What are 5 key ingredients for industrial investors in 2014?

Industrial real estate is being likened to “the new black” for investors.

As with the fashion world, trends come and go in commercial property – and last year the number of industrial sales was the highest since 2007 and the second highest on record.

JLL’s Industrial Investment Market Review and Outlook 2014 found there were transactions worth $3.3 billion in 2013, still significantly below the $4.4 billion in 2007.

But it also found there were some new entrants in the industrial market, drawn by higher yields than those on offer in the office and retail sectors.

JLL Head of Industrial Research, Australia, Nick Crothers says wholesale funds were the biggest buyers of industrial property in 2013, making up 34% of transactions by value.

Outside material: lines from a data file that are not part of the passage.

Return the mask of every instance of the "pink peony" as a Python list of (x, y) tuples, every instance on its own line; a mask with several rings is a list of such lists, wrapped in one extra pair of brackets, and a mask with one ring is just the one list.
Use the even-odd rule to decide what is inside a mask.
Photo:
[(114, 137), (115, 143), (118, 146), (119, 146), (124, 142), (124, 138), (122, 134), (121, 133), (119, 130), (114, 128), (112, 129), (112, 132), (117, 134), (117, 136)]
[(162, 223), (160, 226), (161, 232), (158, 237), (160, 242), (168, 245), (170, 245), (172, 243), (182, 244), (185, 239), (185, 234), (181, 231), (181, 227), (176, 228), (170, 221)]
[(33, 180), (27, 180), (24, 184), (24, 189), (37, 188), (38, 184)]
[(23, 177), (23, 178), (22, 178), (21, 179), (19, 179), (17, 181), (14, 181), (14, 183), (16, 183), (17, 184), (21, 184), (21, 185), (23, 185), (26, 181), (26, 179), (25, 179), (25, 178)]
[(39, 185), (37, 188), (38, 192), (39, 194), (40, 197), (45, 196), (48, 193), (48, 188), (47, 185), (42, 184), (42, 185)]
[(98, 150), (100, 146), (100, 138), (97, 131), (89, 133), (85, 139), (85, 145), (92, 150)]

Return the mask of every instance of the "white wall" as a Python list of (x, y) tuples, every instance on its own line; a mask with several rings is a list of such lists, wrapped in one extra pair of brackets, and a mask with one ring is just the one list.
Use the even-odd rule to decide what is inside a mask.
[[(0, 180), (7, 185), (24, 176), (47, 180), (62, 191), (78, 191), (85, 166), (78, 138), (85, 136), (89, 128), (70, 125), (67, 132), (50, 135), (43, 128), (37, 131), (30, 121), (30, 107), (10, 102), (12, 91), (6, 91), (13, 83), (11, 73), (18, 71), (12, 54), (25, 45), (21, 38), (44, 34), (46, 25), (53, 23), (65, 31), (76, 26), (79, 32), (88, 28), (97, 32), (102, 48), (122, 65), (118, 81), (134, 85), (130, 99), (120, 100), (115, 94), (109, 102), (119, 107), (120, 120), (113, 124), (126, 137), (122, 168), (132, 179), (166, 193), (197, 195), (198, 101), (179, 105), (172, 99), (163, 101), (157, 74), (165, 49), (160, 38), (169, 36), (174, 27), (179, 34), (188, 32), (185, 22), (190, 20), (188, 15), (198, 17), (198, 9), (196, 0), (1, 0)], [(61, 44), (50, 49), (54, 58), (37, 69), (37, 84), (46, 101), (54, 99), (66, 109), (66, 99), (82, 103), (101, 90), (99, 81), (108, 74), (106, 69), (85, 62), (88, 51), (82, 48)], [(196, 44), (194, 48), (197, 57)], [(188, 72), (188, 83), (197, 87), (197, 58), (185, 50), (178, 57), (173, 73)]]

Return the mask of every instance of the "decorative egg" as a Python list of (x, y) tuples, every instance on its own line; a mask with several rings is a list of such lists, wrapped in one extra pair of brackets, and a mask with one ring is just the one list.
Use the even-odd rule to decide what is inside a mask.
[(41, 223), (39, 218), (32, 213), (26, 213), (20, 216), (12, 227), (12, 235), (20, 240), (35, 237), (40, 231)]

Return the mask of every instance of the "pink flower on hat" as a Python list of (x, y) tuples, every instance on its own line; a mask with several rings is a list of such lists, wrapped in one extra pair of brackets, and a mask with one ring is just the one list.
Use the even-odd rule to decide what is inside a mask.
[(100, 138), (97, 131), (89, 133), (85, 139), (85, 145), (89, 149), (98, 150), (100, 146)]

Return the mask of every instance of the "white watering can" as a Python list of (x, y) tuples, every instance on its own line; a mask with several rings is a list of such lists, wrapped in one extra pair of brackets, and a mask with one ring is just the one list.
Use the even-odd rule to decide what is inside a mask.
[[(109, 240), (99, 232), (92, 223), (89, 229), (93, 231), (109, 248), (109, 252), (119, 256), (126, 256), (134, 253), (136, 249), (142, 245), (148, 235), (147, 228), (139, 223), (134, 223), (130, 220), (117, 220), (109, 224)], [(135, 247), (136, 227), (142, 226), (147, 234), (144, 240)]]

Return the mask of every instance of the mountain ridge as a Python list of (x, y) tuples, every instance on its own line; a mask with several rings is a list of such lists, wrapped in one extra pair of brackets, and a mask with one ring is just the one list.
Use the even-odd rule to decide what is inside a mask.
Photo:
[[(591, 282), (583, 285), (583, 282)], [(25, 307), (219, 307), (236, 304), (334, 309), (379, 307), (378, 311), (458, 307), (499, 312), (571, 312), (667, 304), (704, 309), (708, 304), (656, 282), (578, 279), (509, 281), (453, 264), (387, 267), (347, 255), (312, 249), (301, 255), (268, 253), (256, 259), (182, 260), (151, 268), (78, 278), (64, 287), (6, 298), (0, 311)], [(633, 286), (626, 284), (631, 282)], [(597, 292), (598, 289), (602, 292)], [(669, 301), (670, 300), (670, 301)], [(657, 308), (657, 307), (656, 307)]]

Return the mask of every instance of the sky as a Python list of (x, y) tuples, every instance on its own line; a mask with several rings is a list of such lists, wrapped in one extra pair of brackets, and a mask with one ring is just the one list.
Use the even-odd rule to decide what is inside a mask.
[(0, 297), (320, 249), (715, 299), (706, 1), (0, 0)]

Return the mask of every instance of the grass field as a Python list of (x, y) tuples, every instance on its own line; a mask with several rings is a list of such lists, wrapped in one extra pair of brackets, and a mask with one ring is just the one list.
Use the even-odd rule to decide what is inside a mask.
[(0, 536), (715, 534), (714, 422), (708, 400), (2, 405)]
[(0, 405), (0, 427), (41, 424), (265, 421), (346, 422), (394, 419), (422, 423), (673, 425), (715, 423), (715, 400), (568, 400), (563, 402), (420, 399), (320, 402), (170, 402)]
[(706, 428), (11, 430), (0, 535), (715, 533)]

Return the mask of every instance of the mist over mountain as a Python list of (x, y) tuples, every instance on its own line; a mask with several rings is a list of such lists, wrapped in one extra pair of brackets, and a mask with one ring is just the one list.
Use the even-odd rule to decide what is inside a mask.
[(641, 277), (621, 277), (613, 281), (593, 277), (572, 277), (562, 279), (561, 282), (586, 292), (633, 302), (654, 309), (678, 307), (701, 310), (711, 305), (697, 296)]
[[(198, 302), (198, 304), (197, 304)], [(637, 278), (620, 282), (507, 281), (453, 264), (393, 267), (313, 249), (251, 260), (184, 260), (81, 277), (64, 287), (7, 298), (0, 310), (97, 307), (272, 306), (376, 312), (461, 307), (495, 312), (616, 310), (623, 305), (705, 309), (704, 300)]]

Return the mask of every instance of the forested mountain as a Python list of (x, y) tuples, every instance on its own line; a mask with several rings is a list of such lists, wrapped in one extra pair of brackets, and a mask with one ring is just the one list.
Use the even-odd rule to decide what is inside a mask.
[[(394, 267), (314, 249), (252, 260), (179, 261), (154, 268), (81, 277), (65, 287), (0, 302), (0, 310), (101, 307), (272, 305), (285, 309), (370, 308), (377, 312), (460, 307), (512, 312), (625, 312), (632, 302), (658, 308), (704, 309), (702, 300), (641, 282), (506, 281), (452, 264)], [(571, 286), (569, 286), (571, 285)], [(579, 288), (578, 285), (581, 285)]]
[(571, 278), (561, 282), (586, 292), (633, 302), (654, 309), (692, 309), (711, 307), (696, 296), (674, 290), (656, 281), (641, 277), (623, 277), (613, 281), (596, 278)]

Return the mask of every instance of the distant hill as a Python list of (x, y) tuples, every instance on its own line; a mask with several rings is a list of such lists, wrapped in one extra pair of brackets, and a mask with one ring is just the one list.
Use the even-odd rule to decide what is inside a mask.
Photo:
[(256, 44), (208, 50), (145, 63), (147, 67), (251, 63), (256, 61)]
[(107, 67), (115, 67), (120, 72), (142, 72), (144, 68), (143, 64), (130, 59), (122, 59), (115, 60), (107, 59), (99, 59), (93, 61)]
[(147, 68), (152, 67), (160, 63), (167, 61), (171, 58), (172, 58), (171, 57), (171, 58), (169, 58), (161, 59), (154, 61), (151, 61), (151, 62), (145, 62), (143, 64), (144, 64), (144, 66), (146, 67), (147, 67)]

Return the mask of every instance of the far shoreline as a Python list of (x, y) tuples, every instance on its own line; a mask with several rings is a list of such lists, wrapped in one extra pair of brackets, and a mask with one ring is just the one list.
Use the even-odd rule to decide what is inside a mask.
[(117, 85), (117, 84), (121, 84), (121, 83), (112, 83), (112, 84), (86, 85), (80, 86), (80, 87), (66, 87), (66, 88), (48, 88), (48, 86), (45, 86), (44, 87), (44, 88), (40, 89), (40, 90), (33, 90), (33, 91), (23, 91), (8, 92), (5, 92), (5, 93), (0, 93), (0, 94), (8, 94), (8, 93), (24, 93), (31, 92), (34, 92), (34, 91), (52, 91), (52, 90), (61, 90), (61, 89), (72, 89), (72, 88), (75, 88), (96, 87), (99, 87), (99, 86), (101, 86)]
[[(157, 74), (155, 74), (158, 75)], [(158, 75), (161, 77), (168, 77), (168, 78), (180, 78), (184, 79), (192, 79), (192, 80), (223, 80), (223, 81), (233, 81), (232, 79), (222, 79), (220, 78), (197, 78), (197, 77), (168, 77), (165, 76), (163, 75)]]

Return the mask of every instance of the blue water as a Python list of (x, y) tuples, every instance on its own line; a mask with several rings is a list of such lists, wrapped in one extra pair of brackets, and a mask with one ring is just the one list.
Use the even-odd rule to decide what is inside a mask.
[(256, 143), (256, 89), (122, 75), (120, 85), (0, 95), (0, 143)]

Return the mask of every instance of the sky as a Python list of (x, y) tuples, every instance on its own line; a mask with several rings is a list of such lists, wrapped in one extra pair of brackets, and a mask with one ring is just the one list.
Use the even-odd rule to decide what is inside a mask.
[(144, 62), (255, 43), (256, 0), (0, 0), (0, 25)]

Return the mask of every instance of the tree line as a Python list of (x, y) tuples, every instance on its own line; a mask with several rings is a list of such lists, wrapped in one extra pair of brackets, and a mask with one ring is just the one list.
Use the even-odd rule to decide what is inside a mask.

“AREITs purchased 17%, followed by private companies and investors with 16% and developers and property companies with 12%,” Crothers says.

The JLL report says five key criteria will be central to investment decisions in 2014. They are:

1. Yield

The report says yields are likely to compress due to the amount of money looking for high yielding assets, the long-term re-rating of the industrial sector reflecting changing tenant and investor profiles, the spread to real bond rates and the wide yield spread between Australian and offshore industrial markets.

Read more: Yield: what is it and what drives it in commercial real estate?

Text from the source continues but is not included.